Abstract
Cells regulate their functions through gene expression, driven by a complex interplay of transcription factors and other regulatory mechanisms that together can be modeled as gene regulatory networks (GRNs). The emergence of single-cell multi-omics technologies has driven the development of several methods that integrate transcriptomics and chromatin accessibility data to infer GRNs. While these methods provide examples of their utility in discovering new regulatory interactions, a comprehensive benchmark evaluating their mechanistic and predictive properties as well as their ability to recover known interactions is lacking. To address this, we built a comprehensive framework, Gene Regulatory nETwork Analysis (GRETA), available as a Snakemake pipeline, that includes state of the art methods decomposing their different steps in a modular manner. With it, we found that the GRNs were highly sensitive to methods’ choices, such as changes in random seeds, or replacing steps in the inference pipelines, as well as whether they use paired or unpaired multimodal data. Although the obtained networks performed well in predictive evaluation tasks and partially recovered known interactions, they struggled to capture causal relationships from perturbation assays. Our work brings attention to the challenges of inferring GRNs from single-cell omics, offers guidelines, and presents a flexible framework for developing and testing new approaches.
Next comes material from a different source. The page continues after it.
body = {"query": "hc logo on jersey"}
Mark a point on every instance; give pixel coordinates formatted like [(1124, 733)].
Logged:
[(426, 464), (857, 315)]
Competing Interest Statement
PBM is partially supported by funding from GSK. JSR reports funding from GSK, Pfizer, AstraZeneca and Sanofi and fees/honoraria from Travere Therapeutics, Stadapharm, Astex, Pfizer, Grunenthal, Moderna, Tempus, and Owkin.
Footnotes
↵# These two authors jointly supervised this work
Added one more method, one mechanistic evaluation metric, and two more databases for the TF-TF and CRE tasks.